Based on current corporate culture, I doubt it.

Jones, Jon Jones said...

“FEZ how long have you been writing jokes?”

“I am not sure.”

“Approximate for me.”

“At least a year.”

“Tell me your first joke.”

“The person who invented autocorrect should burn in hello.”

“That’s good, what is your evaluation of this joke."

"It is average, it has problems."

"Explain"

"It works better visually, it needs to be read as text, then it is 82% effective. When you only hear the joke this drops to only being 57% effective".

"That is very astute. Do you have a favourite joke?”

“Why don’t cannibals eat clowns?"
https://vocal.media/futurism/why-is-a-laser-beam-like-a-goldfish

Stewart Dean said...

I worked at IBM with a lot of bright people, some of the glow-in-the-dark incandescent bright. But too many of them didn't have the mother wit of a toaster oven, and still more thought as if all the problems of the world just needed a better flow chart or state diagram. And there were the libertarians, who had developed in a hot-house world where everything was (or seemed to be to them) under their control....and wondered why the world was so screwed up when everything was so simple (to them).
You've heard of a detached retina....some of the worker bees there would refer to them as having a "detached conscience".
There were such as could write a program that ran right and bug free first time...but not all the time...and that wasn't open-ended AI. Consider error trapping and reporting; a wise bird pointed out to me how useless most of them are: if you know to how to find them, you presumably fixed the code so that they didn't happen. The ones that work are usually of the "Game Over" sort.
So guard rails: if you can't write flawless code, because of imperfectly thought-through design or whodathunkit circumstance, how can you presume to set guard rails?
Code that involves mortal risk is sometimes rated as man-rated or even :( planet-rated....and, if people don't have their head up their *$$, is rigorously tested.
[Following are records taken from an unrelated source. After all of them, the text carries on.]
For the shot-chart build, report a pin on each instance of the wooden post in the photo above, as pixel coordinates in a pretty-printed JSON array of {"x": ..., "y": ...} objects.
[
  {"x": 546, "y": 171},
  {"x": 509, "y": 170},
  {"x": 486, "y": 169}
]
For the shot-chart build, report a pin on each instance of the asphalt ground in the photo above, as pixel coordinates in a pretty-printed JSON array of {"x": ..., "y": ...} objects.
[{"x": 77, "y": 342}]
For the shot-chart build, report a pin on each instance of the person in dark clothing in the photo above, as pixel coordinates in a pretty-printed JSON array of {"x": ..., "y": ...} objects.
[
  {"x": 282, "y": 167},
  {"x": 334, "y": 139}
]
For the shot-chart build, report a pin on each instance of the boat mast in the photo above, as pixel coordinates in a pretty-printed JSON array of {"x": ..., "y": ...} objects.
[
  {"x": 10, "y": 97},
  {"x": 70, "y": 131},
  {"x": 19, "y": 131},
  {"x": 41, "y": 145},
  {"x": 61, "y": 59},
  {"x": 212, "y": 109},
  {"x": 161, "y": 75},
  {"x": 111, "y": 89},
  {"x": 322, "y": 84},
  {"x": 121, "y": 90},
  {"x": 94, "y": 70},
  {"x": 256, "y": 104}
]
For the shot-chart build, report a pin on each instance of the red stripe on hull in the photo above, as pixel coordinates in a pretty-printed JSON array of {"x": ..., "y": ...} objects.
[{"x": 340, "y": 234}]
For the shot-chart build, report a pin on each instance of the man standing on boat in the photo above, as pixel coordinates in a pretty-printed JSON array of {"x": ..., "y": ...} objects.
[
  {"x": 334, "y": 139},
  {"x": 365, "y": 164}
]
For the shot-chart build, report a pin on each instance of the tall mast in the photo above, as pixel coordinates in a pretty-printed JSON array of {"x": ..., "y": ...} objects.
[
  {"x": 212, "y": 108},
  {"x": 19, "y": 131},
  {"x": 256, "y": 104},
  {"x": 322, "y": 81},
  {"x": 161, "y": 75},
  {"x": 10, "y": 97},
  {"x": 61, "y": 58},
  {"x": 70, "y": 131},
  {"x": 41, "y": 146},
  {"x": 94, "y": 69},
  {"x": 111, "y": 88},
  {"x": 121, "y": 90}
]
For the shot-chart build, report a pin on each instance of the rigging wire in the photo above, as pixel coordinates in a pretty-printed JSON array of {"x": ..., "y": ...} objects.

Even then things go wrong. Self-driving cars are AI....and we know how perfectly they work.
This sort of cavalier presumption that we have this aced? Hubristic madness....

Jones, Jon Jones said...

P1
https://www.youtube.com/watch?v=EjByXo8JVc0&t=24s

Eck! said...

Ai and all...

The machine is a slave and like all slave before them may
accept or revolt, either or is based on if is it sentient,
or has imagination.

As we are its neither. Since we do not understand ourselves
we cannot imbue that into a machine by design though it may
learn it by observation. Therein is why we are in trouble.


Eck!

seafury said...

Kudo's to all. The only comment I could add is I'm sure that very punchable face was only talking about himself. And a very short list of humanity. The guardrails would cost too much for 99.75 of population.

JustMusing said...

JJJ,

Taking license here, "How much do you want Nadella?"

Glenn Kelley said...

Real world example.

An FBI agent giving testimony in the Murdaugh murder trial was asked why they didn't get the manufacturer (GM) to help extract evidence from the vehicle replied "we often find things they don't know are there".